Joe el Indio fue enterrado cerca de la boca de la cueva; la gente acudió al acto en botes y carros desde el pueblo y desde todos los caseríos y granjas de siete millas a la redonda; trajeron con ellos los chiquillos y toda suerte de provisiones de boca, y confesaban que lo habían pasado casi tan bien en el entierro como lo hubieran pasado viéndolo ahorcar.

Este entierro impidió que tomase mayores vuelos una cosa que estaba ya en marcha: la petición de indulto a favor de Joe el Indio al gobernador del Estado. La petición tenía ya numerosas firmas; se habían celebrado multitud de lacrimosos y elocuentes mítines y se había elegido un comité de mujeres sin seso para ver al gobernador, enlutadas y llorosas, a implorarle que se condujese como un asno benévolo y echase a un lado todos sus deberes. Se decía que Joe el Indio había matado a cinco habitantes de la localidad; pero ¿qué importaba eso? Si hubiera sido Satanás en persona no hubieran faltado gentes tiernas de corazón para poner sus firmas al pie de una solicitud de perdón y mojarla con una lágrima siempre pronta a escaparse del inseguro y agujereado depósito.

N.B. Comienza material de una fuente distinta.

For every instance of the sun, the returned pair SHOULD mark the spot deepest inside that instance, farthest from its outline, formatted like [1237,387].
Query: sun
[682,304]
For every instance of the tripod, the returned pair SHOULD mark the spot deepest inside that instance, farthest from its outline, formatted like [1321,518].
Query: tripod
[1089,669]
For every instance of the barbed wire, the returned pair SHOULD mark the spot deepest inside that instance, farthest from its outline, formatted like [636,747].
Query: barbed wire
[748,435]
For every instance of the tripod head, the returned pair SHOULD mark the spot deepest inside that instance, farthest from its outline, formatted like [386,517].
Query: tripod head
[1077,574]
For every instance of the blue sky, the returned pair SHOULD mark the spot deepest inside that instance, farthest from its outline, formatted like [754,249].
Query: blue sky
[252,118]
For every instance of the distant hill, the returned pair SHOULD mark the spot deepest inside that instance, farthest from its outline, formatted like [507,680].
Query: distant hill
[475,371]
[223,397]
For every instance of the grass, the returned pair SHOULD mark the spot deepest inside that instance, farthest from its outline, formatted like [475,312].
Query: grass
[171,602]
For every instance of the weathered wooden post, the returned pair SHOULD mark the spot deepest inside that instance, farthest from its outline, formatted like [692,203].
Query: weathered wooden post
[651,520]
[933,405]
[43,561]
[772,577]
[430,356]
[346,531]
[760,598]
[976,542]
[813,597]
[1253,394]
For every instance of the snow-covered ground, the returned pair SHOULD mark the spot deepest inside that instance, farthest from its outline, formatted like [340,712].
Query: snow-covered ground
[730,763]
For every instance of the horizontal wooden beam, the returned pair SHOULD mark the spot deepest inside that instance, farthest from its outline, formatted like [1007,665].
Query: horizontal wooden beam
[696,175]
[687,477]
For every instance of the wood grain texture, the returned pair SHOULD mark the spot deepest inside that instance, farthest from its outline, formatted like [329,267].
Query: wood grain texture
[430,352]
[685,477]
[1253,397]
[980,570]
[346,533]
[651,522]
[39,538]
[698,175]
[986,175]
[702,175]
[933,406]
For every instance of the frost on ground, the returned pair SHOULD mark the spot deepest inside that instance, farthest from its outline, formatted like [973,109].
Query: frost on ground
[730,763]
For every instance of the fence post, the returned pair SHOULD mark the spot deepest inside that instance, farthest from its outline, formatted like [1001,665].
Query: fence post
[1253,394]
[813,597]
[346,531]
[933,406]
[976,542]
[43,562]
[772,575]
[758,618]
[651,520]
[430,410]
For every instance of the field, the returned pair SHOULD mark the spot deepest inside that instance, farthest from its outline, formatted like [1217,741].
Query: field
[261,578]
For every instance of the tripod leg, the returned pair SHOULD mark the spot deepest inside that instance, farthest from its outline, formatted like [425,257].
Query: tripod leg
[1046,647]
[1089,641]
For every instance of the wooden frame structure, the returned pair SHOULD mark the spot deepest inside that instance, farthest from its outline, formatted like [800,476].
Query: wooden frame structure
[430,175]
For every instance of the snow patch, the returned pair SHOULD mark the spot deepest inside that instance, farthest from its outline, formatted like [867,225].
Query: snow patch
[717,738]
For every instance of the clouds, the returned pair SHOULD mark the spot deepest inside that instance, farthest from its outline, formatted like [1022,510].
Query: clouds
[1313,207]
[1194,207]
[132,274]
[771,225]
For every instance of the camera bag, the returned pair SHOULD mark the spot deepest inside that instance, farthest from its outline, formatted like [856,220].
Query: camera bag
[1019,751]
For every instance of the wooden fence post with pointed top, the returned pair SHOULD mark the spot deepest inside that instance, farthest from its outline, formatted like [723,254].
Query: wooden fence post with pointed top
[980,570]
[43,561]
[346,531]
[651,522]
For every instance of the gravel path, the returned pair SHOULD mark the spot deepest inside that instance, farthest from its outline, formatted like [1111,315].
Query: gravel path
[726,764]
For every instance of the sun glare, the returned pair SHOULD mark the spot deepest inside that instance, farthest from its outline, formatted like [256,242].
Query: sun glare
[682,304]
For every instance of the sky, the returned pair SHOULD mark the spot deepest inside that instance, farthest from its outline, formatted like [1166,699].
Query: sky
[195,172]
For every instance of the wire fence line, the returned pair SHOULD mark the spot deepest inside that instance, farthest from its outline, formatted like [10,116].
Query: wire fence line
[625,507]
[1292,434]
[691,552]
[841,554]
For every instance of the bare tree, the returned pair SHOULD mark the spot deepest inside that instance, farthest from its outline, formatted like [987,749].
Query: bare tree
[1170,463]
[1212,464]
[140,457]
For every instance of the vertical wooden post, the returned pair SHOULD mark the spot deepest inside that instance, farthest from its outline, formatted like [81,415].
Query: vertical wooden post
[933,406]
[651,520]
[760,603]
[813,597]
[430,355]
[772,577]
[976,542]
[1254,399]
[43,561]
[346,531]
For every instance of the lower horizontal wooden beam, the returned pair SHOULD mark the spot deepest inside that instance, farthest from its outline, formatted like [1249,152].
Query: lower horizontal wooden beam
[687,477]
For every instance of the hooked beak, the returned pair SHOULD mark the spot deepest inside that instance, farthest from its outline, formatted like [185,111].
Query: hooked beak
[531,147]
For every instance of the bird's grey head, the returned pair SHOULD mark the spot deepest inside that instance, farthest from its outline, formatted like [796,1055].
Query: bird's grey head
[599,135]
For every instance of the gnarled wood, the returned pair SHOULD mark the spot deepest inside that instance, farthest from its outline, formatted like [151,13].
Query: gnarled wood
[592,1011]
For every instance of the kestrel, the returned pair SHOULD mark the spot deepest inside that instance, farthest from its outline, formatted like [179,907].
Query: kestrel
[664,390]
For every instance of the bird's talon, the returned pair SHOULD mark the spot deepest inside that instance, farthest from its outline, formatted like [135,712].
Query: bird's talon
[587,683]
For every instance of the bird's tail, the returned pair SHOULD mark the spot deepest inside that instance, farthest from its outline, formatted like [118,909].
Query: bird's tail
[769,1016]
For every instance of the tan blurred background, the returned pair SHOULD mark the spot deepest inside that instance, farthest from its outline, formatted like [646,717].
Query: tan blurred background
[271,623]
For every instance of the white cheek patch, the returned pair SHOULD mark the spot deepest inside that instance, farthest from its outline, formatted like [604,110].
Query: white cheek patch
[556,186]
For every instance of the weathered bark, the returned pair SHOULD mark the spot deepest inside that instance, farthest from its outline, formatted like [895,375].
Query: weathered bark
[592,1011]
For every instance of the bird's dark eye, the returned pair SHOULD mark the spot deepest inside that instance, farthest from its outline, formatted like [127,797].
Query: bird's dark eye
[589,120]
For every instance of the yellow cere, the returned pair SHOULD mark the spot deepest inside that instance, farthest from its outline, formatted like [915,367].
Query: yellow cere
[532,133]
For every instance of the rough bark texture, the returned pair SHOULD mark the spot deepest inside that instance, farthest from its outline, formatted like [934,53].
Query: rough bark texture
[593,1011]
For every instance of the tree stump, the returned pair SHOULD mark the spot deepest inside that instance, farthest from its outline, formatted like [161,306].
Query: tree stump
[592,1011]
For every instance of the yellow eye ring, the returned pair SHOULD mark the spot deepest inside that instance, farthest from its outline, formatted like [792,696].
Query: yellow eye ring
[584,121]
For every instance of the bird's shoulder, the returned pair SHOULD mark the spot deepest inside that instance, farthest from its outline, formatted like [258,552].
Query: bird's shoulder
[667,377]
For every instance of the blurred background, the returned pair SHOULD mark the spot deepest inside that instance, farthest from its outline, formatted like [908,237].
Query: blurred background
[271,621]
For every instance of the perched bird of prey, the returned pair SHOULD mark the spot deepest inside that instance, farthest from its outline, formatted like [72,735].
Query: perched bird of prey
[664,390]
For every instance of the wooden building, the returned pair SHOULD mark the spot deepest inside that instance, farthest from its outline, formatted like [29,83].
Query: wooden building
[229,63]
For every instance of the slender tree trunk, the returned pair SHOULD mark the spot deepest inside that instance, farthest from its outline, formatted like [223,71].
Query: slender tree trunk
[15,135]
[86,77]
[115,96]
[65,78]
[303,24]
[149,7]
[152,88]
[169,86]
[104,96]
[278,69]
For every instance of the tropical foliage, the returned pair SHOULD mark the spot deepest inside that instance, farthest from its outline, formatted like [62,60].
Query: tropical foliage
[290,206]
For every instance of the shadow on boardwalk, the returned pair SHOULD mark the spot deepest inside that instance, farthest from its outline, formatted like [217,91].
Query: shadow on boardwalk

Al día siguiente del entierro, Tom se llevó a Huck a un lugar solitario para departir con él graves asuntos. Ya para entonces la viuda de Douglas y el galés habían informado a Huck de todo lo concerniente a la aventura de Tom; pero éste dijo que debía de haber una cosa de la cual no le habían dicho nada, y de ella precisamente quería hablarle ahora.

A Huck se le ensombreció el semblante.

— Ya sé lo que es —dijo—. Tú fuiste al número dos y no encontraste más que whisky. Nadie me ha dicho que fueras tú; pero yo me figuré que tú eras en cuanto oí hablar de los del whisky; y me figuré que no habías cogido el dinero, porque ya te hubieras puesto al habla conmigo de un modo o de otro, y me lo hubieras contado a mí aunque no se lo dijeses a nadie más. Ya me daba el corazón que nunca nos haríamos con aquel tesoro.

— No, Huck, no acusé yo al amo de la posada. Tú sabes que nada le había ocurrido cuando yo fui a la merienda. ¿No te acuerdas que tú ibas a estar allí de centinela aquella noche?

— ¡Es verdad! Parece que ya hace años de eso. Fue la noche en que fui siguiendo a Joe el Indio hasta la casa de la viuda.

— ¿La seguiste tú?

— Sí..., pero no hables de eso. Puede ser que Joe haya dejado amigos. No quiero que vengan contra mí y me jueguen malas partidas. Si no hubiera sido por mí estaría a estas horas en Texas, tan fresco.

Entonces contó Huck, confidencialmente, todos los detalles de su aventura, pues el galés sólo le había contado a Tom una parte de ella.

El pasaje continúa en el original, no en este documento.